Ironically these seem to be similar to behaviors that are repetitively taught in the public grade school systems in America: You must work hard to achieve the highest scores possible in comparison to your school mates.  You cannot help them.  You cannot be worried about them.  You cannot talk to them.  You cannot ask for help.  You cannot get out of your chair.  If someone gets an "A", they are "a good person."   If someone gets a "B" they are not as "good."   If someone fails, that is their problem and not yours.  If someone flunks out, or fails -- they deserve it.  If they flunk out, they are a "bad person"; it is as if they are dead and no longer exist.  They can no longer be your friend.


In my memory, grade school was seen as the public moral standard of correct social behavior.  Anything that occurred outside of the classroom, except in Church, was common and possibly vulgar behavior.  Additionally as children, we had the majority of our waking hours, in the main part of our day, dominated by instruction in this forced and fairly unnatural manner of behavior.  We could not help to accept this as the ideal standard of proper thought and behavior: to be concerned only for yourself and have no sympathy for the weakness of others.


Now, I doubt that any teachers were planning on inducing cruel and selfish behavior in their students as adults.  I doubt they had any but the most noble intentions of teaching the children how to succeed in the modern academic and industrial world.  In fact, the current form of instruction is probably the most efficient and economical way to instruct students in math and science and literature.  This unfortunate side effect has probably never been considered and will likely hardly even be recognized.


However, you must remember that the organization of the school was to teach correct behavior for manufacturing and factory work.  The school bell, orderly arrangement of desks, regular assignments and silence unless called upon, were all necessary behaviors for an optimally operating factory floor.  They were not designed to help bring the student to the fullest realization of his inner potential. In fact almost the opposite is true.  They were designed to eliminate the most unusual and unique behaviors and personal interests and teach the child to expect to conform to a narrowly prescribed set of acceptable behaviors.

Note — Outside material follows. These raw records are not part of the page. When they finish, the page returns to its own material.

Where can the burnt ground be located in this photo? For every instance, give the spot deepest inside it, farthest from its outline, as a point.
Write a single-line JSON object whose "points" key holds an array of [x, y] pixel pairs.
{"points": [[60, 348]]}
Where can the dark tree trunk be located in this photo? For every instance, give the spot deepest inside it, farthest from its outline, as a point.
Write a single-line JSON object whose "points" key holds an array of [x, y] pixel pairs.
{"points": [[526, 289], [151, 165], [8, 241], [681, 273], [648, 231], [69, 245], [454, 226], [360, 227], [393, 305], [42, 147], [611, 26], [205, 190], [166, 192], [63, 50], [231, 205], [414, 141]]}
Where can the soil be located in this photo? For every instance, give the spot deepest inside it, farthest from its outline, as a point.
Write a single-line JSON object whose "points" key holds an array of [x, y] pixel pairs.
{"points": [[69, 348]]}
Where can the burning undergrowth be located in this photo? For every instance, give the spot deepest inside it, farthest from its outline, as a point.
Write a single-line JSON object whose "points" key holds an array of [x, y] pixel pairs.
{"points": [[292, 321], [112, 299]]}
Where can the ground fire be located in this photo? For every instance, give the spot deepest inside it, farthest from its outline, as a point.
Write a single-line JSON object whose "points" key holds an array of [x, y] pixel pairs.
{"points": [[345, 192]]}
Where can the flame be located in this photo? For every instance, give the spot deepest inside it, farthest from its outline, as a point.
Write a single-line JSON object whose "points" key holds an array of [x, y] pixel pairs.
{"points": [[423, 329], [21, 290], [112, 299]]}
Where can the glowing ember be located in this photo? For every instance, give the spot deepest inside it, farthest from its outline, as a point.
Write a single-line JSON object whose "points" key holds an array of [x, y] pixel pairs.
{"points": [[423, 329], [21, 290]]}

In the long run the instructional organization imparts more influence on the student than the subjects being taught.  This happens to such a great extent that the student, and we ourselves, do not realize how much our expectations and our personal behaviors have been pre-programmed by this system.  And, we do not realize how far away from our own true nature we have been taken and how far short of our real inner potential we have fallen.  We have become as robots and ciphers; mere shadows of the people we could have been and ought to have become.


It may be too late for us to undo the mental programming that induced us to be the way we grew and learned, but it is never to late to consider the way the next generations should be instructed and what it really important for them to learn.   And most importantly of all -- it is never too late to reconsider the best methods of  HOW they should go about this process of learning.